Art Spiegelman: The man who practically wrote the book on censorship and free speech
Written by the Jewish Tribune staff   
Tuesday, 08 April 2008

TORONTO – Art Spiegelman has always been a target.

First, when he published his Pulitzer-prize winning opus Maus – a book that legitimized the literary power of comics while helping him cope with the trauma of his parent’s survival at Birkenau and Auschwitz – he took heat from the Polish when he represented them as pigs, even though he was only satirizing Hitler’s own dehumanizing propaganda.

Then, his very first cover image for the New Yorker, on Valentine’s Day, 1993, brought in angry letters from Chasidim when he depicted what appeared to be a Chasidic Jew kissing and embracing a black woman, even though she looked just as complicit. Finally in 2006, the issue of Harper’s containing Drawing Blood, his article discussing the validity of the Danish Mohammed cartoons and telling stories of other artists persecuted for their work throughout history, was banned at all Indigo locations. Ironically, he points out, putting him on the same list as Hitler’s Mien Kampf.

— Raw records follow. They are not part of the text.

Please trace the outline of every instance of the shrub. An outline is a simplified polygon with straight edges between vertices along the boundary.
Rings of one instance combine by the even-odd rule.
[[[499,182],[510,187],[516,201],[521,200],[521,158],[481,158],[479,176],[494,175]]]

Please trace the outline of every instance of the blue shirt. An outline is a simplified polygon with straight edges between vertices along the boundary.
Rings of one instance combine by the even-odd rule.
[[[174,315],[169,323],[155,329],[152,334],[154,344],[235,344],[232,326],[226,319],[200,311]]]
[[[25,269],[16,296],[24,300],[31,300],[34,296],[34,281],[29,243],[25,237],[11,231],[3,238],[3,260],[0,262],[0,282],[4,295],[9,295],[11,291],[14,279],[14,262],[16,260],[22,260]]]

So it’s no wonder he was invited by Hillel Toronto to give his lecture on censorship and free speech at the University of Toronto’s Isabel Bader Theatre last Thursday, when he practically wrote the book.

 Titled Comix 101: Forbidden Images and the Art of Outrage, Spiegelman’s lecture explored the mixed messages of censorship and the power an image carries; a power that is no more evident than in Spiegelman’s own medium. Comics were dangerous influences in the 1950s and to concerned mothers everywhere; still are for one reason.

“Comics pierce into your brain deeper than what language can do, past all of your critical thought centres into a visceral blur,” he said. “A baby can recognize a happy face before its mother’s smile, so we’re wired to respond to these high-definition cartoon images.”

In some ways this is good, we recognize the punch line of a comic strip almost immediately without words, but these images can also be used to dehumanize.

Spiegelman’s unofficial collaborator on Maus, Hitler knew this well. He turned Jews into vermin, Spiegelman later throwing it back as satire in Maus. Still, Hitler’s tactic wasn’t limited to the Nazis. The US forces turned the Japanese into mice in a trap for their own propaganda campaign. Comics are so steeped in stereotype, Spiegleman revealed, that in a ‘Learn to Draw’ book of the 1930s, you could practice your pencil work by drawing ‘kikes,’ ‘niggers’ and ‘injuns’

Speigelman added that it isn’t just an image’s power to distill human beings down ethnic lines that’s concerning, it’s also how it is repressed from public view. He showed a photo of a naked, bruised and beaten Abu Ghraib prisoner with his genitalia blocked out to illustrate this point.

“We don’t know how to process these images and as a result, what makes this image more obscene to me is the black box that indicates there is something sexual and that’s seen as the invasion of this man, rather than the dehumanizing abuse that took place at Abu Ghraib.”

It’s an image’s power to confuse and distort like this that really gets to the heart of why censorship is detrimental to humanity for Spiegelman. “Images have the power to confuse; they don’t always unpack the way you think they should that’s why discussion and not repression is crucial.”